Sushi Chefs (NOC 6321)
A Sushi Chef at Mr. Sushi is responsible for creating beautifully crafted and delicious sushi dishes. Our Sushi Chef’s expertise in sushi preparation, attention to detail, and dedication to the best techniques are instrumental in upholding Mr. Sushi’s reputation for outstanding quality.
Expectations and Responsibilities:
As a customer of Mr. Sushi, you can expect our Sushi Chef to:
- Oversee Sushi Preparation: Oversee all aspects of food preparation from the sushi bar, from ingredient selection and portioning to cooking techniques and plating presentations.
- Adhere to Recipes: Follow established recipes and portion sizes while adding your creativity and culinary skills to enhance flavors and presentation.
- Create New Recipes: Collaborate with the restaurant management to develop new sushi menu items that showcase seasonal ingredients and creative presentations.
- Select Best Ingredients: Source and select the freshest seafood and ingredients and ensure proper handling and storage.
- Oversee Quality Control: Work closely with the Manager and maintain the highest standards of quality, flavor, and presentation for all sushi items, ensuring consistency with the restaurant’s vision.
- Provide Leadership at Sushi Bar/Kitchen: Lead and inspire the sushi bar and kitchen team, ensuring a positive and efficient work environment.
- Ensure Customer Satisfaction: Foster a culture of exceptional customer service, address customer inquiries and concerns, and consistently strive to exceed customer expectations.
- Provide Staff Training: Train and develop sushi bar team members, providing ongoing coaching and guidance to enhance their performance and skills.

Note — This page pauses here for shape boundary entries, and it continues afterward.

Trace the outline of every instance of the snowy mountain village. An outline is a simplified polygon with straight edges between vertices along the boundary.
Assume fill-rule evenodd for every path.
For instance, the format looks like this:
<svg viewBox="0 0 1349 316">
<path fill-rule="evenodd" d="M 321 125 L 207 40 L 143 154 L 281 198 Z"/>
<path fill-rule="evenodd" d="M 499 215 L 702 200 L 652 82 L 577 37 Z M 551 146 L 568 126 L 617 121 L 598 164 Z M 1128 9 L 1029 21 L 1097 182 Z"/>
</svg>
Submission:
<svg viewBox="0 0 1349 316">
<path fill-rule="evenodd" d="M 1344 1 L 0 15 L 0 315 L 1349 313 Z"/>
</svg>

- Assist Staff Scheduling: Assist in creating staff schedules, managing breaks, and ensuring adequate staffing levels to meet customer demand.
- Assist Operations Management: Work closely with the Manager to assist with daily restaurant operations, including reservations, seating, food preparation, service, and customer interactions, to ensure smooth and efficient service.
- Manage Inventory and Cost Control: Work closely with the Manager and manage sushi bar inventory, control food costs, and minimize waste while maintaining high-quality standards.
- Solve Problems: Address day-to-day challenges and emergencies effectively, making decisions that prioritize customer satisfaction and operational efficiency.
- Ensure Compliance: Ensure compliance with health and safety regulations, as well as restaurant policies and procedures.
- Adhere to Safety: Follow strict adherence to safety and sanitation guidelines, including food safety regulations and safe handling of kitchen equipment.
We are currently not hiring for this position.